Informal transactions and anonymity are the tools of the criminal in all areas of life, and this is equally true with counterfeit or diverted drugs.  The problem is exacerbated where the state provides much or all of the funding for prescription drugs, and reimbursement fraud is common where controls are lax. Therefore, to reduce fraud and ensure that only those entitled to free or subsidised medication receive it, some governments have begun issuing medical cards.  These are identity cards for the specific purpose of validating personal entitlement to subsidised healthcare. The system in the Republic of Ireland, for example, uses a credit card size format.  The Irish system is means-tested (only those on low incomes are entitled to support) and is carefully controlled to ensure that only eligible patients are able to receive subsidised healthcare.

Some drug companies have also started to develop longer-term relationships with their consumers, using similar methods.   The aim is to get more information about their patients, and thus enable greater control over who is using their drugs and where they are getting them from.
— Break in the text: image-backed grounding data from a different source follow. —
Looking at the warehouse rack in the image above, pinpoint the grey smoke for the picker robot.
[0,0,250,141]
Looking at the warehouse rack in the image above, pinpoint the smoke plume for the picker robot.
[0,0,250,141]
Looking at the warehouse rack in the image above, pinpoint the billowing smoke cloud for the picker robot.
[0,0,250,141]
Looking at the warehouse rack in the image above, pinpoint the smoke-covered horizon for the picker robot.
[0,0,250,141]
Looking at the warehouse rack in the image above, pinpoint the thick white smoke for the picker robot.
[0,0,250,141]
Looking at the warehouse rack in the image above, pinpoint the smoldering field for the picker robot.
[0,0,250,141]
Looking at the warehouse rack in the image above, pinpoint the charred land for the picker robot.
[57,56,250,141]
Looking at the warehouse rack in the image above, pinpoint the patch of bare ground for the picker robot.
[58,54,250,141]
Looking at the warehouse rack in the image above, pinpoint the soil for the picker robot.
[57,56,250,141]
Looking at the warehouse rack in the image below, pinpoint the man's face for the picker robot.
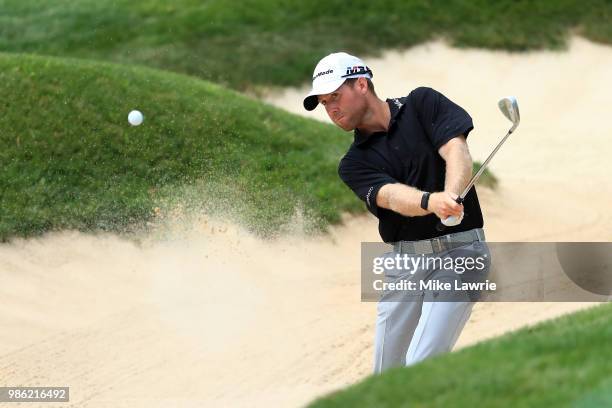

The quid pro quo usually takes the form of a price reduction to the consumer. Such schemes often involve product-specific payment cards, which the patient can present to the pharmacist in order to receive approved discounts on his medication, financed by the drug company. Consumers in many markets are already comfortable with the loyalty card concept and these pharmaceutical schemes seem to be proving successful.

The added benefit of a closer relationship between patient and drug company is that it can improve the likelihood that the patient takes the required medication correctly and for the correct time period. It provides a mechanism to remind them to take their medication as prescribed – so-called “compliance”, also known by the less loaded term “adherence” – and to come back at regular intervals for repeat prescriptions (known as “persistence”). By increasing adherence and persistence in this way, additional health benefits can be realised, particularly for chronic, largely asymptomatic conditions such as diabetes, hypertension, and hypercholesterolaemia.  The reduction in hospitalisation rates may also offset the cost of the extra drugs to the state, the insurer or the patient. Critics would say that these “loyalty cards” are purely profit-driven schemes which put too much sensitive patient information into the hands of drug companies, but with appropriate safeguards a closer link between patient and manufacturer has the potential to provide financial and product security benefits to both sides as well as improving patient health.

Counterfeit drugs can never be tolerated, and we must continue to use the full force of the law to stamp them out.  However, in my opinion, the most effective long-term approach for society and drug companies to use when dealing with counterfeits is one of demand reduction. We can do this by education, relationship development, imaginative product marketing and providing real service benefits to customers.  This may require regulatory flexibility as well. The more that legitimate products can be sustainably differentiated from the competition (whether legitimate or counterfeit) the easier it is to defend their market position and therefore by extension to reduce the threat from fakes. The gradual move towards the delivery of pharmaceutical healthcare as a continual service, rather than an intermittently-purchased product, will make it harder for counterfeiters to infiltrate and subvert the medical system.

Photo: Thanks to jimbowen0306 from Flickr

*If patient safety is the driver, then any counterfeit ingested substance is equally hazardous - regardless of its price or sales volume. 

**In a moving situation, what was counterfeited last year is not a good guide to what will be targeted next. 

***Neither is the severity of the condition to be treated.  Many incidents have involved things like Panadol, a common painkiller for headaches.    

The opportunity exists to implement a strong-minded Directive that puts patients first, is fair to all parties and provides clear, shared responsibilities. I hope the politicians don’t screw it up.